We travelled by bus across the hilly country north of Logrono on our way to Laguardia. It took less than half an hour before we reached this walled town on top of a ridge where a walk around the town walls gives continuous long distance views over the countryside below. This is Basque country, in fact the town sits inside the Basque Autonomous Community which was declared in the Spanish Constitution in 1978. The original walls were built in the 12th century with five gateways.


In the image above left can be seen one section of the town wall with the Church of St Juan standing tall above the walls. Its height owes itself to it being originally built as a temple-fortress at the beginning of the 13th century. Three centuries later it lost its fortified character. For example, the tower of the fortress was converted to a bell-tower. To the right of the above wall photo can be seen a netted area which encloses a court for a Basque Country ball game called Jai Alai. Our guide explained the principles and it sounded like a very vigorous game with the Xistera (photo, right) slinging the ball at all angles against the walls. It seemed to have some similarity to the game of ‘squash’.


The image above was taken from the bus stop and shows the rest of the wall continuing on around the town.


Our first destination in Laguardia was to find the tourist bureau as this was where we would be led on a wine tasting trek; not through the town’s streets or local vineyards but through tunnels dug under Laguardia itself. The winery we were visiting is called Eguren Ugarte (founded in 1870) and is built mostly underground. It apparently has around 2000 metres of wine cellar caves. I was grateful that I didn’t have to walk anywhere near 2 kilometres underground to get to the wine tasting.

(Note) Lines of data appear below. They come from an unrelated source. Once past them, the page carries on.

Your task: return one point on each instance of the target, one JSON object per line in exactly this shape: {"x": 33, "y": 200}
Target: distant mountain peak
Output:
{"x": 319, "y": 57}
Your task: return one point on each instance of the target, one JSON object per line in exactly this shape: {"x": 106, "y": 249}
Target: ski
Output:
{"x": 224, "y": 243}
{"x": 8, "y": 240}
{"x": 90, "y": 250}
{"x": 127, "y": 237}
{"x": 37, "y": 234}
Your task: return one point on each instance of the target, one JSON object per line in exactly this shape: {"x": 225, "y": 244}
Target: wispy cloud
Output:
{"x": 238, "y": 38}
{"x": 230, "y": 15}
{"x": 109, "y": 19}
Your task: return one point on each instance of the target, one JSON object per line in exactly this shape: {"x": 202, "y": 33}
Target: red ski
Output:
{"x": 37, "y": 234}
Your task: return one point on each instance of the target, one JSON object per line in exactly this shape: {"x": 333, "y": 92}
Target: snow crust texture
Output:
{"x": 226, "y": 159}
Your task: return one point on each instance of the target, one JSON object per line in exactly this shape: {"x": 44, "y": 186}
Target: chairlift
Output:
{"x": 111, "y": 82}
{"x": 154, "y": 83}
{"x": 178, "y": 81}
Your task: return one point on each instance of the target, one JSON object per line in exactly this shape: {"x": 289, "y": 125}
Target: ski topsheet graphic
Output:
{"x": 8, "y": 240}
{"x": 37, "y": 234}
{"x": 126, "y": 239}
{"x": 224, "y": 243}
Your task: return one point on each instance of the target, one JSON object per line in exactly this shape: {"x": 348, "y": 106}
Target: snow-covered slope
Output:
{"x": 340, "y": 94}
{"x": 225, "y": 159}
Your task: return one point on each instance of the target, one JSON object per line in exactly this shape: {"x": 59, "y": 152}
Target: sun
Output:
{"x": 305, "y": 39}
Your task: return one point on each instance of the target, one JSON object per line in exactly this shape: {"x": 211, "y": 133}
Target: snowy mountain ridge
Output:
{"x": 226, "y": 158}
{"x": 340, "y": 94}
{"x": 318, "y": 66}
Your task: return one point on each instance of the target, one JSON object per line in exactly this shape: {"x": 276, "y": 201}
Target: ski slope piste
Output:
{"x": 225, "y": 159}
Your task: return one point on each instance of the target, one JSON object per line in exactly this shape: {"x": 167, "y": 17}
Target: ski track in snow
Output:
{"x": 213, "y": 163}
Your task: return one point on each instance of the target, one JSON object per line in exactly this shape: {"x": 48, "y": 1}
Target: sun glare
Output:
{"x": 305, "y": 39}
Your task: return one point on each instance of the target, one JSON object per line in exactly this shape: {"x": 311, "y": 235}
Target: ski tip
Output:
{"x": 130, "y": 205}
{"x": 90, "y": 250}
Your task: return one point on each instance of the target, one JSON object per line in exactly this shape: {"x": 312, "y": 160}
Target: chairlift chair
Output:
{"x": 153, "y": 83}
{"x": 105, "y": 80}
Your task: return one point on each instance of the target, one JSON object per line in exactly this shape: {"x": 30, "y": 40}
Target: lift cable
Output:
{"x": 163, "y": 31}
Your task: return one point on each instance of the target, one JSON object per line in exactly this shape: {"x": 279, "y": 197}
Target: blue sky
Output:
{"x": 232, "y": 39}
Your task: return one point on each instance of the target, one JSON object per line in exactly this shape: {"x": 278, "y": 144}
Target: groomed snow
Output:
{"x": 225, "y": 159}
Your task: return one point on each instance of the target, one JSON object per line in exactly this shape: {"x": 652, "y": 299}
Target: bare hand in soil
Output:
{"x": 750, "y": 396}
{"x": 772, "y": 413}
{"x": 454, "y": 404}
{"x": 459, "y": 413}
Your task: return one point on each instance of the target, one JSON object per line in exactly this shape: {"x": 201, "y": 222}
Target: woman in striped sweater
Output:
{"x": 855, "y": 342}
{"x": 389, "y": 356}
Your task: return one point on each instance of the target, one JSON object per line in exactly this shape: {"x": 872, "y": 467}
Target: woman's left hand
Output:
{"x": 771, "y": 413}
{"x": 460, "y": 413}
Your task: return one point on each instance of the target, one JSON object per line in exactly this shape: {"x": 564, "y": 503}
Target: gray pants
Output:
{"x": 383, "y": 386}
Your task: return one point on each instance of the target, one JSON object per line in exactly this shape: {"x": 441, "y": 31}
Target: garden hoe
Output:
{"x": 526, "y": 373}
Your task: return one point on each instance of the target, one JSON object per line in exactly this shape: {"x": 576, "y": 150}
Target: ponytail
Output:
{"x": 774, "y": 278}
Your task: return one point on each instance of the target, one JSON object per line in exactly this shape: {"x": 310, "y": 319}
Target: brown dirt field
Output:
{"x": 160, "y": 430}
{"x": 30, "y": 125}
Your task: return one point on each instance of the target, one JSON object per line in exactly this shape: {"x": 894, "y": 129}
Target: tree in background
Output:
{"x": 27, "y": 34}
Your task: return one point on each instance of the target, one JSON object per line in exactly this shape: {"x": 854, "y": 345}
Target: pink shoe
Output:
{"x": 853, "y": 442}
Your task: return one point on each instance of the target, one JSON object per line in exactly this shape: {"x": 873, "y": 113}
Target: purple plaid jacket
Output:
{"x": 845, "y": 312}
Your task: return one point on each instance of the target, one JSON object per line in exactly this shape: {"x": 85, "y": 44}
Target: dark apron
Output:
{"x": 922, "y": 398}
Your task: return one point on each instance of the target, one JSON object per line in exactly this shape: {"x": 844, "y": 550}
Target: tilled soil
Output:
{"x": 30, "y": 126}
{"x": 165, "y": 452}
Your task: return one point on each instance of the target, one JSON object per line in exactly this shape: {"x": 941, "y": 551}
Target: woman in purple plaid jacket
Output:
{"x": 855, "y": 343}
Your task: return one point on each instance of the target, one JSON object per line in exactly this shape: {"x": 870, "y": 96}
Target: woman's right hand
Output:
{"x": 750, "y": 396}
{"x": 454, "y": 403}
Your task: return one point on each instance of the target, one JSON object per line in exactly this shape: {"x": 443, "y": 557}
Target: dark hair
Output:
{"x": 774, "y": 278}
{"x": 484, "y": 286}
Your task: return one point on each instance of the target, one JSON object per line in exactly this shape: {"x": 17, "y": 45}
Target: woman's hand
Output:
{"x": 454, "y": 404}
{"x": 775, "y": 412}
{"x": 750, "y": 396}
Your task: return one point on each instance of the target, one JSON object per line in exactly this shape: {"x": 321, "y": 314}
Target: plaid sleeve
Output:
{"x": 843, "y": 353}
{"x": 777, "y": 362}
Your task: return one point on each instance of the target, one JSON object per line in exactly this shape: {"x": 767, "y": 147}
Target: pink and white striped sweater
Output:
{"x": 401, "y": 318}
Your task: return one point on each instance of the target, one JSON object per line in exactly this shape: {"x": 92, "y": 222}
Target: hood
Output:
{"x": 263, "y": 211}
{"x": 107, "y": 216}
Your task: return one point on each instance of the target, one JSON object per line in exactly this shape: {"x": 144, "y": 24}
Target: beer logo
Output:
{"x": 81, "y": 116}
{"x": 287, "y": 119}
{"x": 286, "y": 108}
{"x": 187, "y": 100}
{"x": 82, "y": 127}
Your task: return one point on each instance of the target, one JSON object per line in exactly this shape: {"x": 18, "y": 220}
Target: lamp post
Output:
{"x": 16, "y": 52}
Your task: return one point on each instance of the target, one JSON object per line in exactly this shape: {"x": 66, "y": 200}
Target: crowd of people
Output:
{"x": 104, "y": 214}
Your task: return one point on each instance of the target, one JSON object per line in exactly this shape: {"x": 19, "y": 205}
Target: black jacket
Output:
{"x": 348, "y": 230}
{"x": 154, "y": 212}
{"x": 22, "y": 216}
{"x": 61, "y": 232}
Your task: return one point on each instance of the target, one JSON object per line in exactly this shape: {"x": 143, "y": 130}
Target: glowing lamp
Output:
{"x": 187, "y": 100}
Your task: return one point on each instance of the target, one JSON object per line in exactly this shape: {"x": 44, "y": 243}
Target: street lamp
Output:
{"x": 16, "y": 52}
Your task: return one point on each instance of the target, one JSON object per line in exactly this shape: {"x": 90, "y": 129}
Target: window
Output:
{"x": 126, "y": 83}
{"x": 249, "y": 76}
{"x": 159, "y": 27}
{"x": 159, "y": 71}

We weren’t given immense detail by our hosts on the origin of the tunnels but it was briefly explained that originally many of the tunnels and caves under Laguardia were built by townsfolk who would store provisions and arms when the town was under siege during many of the wars in the town’s long history. It seems that wine storage and tasting are a much better use for the ancient tunnels than for citizens sheltering from passing marauders.


After the most unusual wine-tasting of our lives in the tunnels under Laguardia, we headed back to the open-air for an extended walk around the town. There appeared to be two local churches in this hill-top town and our walk took us in the direction of the second church on our itinerary, the Church of Santa Maria de los Reyes (‘Reyes’ translates as ‘Kings’.) We hadn’t heard much of the Knights Templar on our journey around Spain so far. They were a 12th century organisation of Knights who were a military order who fought in the crusades for the recapturing of Jerusalem from the Muslims. Apparently Santa Maria was once a monastery of this order of knights. Like the Church of St Juan at the other end of town, it had originally been built as a Temple-fortress. A referral to the map at the start of this blog shows that this church is almost at the other end of this walled town.

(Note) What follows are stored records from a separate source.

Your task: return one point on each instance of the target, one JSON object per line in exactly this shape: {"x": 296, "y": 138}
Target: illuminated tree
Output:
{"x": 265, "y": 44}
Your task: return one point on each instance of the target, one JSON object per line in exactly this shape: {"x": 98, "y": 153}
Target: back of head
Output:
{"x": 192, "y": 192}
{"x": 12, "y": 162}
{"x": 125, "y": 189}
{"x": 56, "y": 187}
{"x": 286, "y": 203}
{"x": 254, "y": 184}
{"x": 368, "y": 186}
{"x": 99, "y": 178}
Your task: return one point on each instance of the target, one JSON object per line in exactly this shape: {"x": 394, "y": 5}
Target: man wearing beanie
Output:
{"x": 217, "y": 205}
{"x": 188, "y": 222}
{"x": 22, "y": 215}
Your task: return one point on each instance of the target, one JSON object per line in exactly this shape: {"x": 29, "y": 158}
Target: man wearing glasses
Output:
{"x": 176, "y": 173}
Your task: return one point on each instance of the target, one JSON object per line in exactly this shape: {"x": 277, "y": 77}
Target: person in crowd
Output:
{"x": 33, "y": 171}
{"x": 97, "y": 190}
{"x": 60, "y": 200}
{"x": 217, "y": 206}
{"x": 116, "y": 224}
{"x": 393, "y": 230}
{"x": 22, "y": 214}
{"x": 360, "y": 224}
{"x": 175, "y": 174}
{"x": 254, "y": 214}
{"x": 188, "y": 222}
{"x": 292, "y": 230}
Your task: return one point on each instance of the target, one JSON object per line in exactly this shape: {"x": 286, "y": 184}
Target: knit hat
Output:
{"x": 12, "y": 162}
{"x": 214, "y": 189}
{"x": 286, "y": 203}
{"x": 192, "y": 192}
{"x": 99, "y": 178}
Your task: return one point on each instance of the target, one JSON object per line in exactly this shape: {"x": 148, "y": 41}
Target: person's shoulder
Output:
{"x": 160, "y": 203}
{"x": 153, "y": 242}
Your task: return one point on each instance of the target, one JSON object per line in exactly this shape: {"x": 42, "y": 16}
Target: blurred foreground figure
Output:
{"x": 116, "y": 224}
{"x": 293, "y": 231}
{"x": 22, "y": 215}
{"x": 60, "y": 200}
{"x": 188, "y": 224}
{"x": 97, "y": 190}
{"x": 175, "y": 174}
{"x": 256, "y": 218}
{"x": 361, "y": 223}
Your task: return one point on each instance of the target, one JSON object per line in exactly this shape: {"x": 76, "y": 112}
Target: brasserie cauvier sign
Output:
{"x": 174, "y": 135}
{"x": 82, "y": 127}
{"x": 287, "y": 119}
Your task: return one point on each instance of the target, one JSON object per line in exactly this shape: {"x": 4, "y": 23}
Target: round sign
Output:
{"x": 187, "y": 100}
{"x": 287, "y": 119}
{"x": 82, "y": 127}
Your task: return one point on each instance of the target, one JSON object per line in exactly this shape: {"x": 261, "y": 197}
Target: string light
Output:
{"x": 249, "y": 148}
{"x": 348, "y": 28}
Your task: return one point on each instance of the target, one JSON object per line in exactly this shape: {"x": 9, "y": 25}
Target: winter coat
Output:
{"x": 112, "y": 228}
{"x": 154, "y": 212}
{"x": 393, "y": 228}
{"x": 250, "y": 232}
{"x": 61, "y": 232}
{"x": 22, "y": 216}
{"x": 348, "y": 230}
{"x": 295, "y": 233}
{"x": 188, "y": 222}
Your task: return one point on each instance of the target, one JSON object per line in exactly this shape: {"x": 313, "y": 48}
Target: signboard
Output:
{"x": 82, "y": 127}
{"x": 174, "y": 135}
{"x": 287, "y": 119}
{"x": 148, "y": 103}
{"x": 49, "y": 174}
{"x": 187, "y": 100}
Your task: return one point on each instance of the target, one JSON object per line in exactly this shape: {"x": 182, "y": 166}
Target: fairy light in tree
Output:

There are plazas on either side of the Church of Santa Maria. We walked first to the Plaza Saenz Detejada at the back of the church and here we found a curious pair of sculptures. They consisted of two bronze sculptured tables, one with bronze shoes and boots on them and the other handbags. I thought it might be some memorial to past tragedies like the bronze shoes along the Rhine in Budapest (a memorial to Jews executed during WW2 beside the river who were told to take their shoes off before they were shot!) However the only story attached to these sculpted tables that I could locate was that they were a tribute to those who travel a lot!?
On the other side of the church of Santa Maria there was another plaza called Plaza de la Torre. The name refers to the Abacial Tower seen below on the left, opposite the Church that was once used by the monks attached to the original abbey here.


From the Church of Santa Maria, we headed down the alleyway beside the western wall of the town, heading for the southern end of town where a hotel lunch was waiting for us. Along the way we exited through the western gate (The Gate of Paganos) to a lookout area that was sited just outside this gate. The views over the farmlands outside the town were very impressive. The photo below is of the western wall of Laguardia taken from the lookout.


We left the lookout and returned to the alley that took us south to our lunch. The food was excellent and we were ready to return to where we were dropped outside the town walls for the next stage of our journey. We were heading north in a hired van towards San Sebastian for our next two days in Spain.